Due to the demand placed on management, turnaround situations typically see a considerably higher amount of turnover at the management level compared to performing companies. This has a domino effect on operations, service, sales and profitability. The onus is on sponsors and company leaders to set their executive teams up for success by surrounding them with the resources to help turnaround the business.

Equally important is ensuring a company has the right team in place and that it is creatively incentivized to effectively and expeditiously execute the turnaround plan. Depending on the extent of the turnaround effort, typical bonus structures may not always yield the best results.

In any turnaround effort, visibility into the operations is critical. Chief restructuring officers, advisors, sponsors and the executive teams must be able to measure and assess every aspect of the business effectively to react quickly and measure progress. Developing the processes, systems and tools to achieve this is the first step to any turnaround.

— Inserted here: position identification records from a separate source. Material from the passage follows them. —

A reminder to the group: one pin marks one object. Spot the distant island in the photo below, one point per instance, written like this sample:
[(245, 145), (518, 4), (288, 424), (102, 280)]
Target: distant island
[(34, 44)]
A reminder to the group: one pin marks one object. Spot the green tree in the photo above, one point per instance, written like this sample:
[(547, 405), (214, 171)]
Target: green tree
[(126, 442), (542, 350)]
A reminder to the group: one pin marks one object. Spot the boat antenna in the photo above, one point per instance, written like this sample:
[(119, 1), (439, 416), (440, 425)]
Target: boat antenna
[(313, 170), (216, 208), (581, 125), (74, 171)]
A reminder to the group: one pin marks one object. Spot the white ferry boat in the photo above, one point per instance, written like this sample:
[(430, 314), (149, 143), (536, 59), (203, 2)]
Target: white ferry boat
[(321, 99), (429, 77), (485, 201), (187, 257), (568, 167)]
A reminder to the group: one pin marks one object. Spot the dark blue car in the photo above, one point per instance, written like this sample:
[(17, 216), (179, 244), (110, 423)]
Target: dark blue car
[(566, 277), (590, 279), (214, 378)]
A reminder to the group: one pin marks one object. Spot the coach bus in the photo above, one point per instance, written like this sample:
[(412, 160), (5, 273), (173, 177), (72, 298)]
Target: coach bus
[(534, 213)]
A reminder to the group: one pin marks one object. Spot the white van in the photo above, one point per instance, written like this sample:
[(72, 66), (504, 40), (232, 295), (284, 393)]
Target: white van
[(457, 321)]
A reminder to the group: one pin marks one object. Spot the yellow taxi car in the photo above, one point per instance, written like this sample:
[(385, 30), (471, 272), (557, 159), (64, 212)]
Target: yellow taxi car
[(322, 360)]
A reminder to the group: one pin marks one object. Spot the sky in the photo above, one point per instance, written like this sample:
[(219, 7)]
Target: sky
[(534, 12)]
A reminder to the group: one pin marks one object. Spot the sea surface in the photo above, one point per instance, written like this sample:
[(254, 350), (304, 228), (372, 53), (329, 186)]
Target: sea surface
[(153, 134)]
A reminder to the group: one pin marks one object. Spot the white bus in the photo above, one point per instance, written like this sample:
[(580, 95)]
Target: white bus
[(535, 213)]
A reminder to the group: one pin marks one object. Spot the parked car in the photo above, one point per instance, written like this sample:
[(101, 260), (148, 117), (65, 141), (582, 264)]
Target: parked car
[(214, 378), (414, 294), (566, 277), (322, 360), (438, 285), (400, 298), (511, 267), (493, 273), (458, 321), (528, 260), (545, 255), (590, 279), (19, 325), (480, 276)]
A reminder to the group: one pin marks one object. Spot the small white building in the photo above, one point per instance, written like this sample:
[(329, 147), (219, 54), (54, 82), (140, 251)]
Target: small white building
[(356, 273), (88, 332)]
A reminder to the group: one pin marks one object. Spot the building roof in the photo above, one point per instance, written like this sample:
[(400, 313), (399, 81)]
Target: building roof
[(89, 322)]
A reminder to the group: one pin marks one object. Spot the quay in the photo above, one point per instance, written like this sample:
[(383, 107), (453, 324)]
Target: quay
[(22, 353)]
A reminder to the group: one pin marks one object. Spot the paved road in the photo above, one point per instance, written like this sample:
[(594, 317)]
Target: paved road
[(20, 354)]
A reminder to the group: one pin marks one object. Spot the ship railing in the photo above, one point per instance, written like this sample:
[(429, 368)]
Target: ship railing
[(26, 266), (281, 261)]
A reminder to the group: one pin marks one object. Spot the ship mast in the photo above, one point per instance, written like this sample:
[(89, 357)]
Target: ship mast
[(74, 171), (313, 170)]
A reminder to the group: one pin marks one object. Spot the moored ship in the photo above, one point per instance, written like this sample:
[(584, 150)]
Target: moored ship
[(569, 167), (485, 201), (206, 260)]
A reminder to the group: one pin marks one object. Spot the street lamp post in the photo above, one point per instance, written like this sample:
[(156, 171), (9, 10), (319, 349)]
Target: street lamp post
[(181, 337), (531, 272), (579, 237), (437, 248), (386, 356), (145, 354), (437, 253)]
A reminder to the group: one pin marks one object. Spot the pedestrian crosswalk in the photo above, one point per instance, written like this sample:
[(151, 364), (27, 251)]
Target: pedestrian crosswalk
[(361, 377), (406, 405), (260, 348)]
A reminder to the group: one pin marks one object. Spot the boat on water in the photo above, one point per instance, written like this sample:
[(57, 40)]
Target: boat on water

Being able to create a one-stop medium that houses all the key information and metrics helps identify stars and laggards and allows management to address weaknesses immediately.
Casual dining concepts must evolve to serve lapsed consumers better and to attract an ever-changing consumer set. With growing competition and new entrants, these concepts need to act swiftly to stabilize, regain market share and build EBITDA. Supporting management with the right resources and executing on the core turnaround initiatives will stem the bleeding and, more importantly, drive enterprise value through a robust and sustainable platform.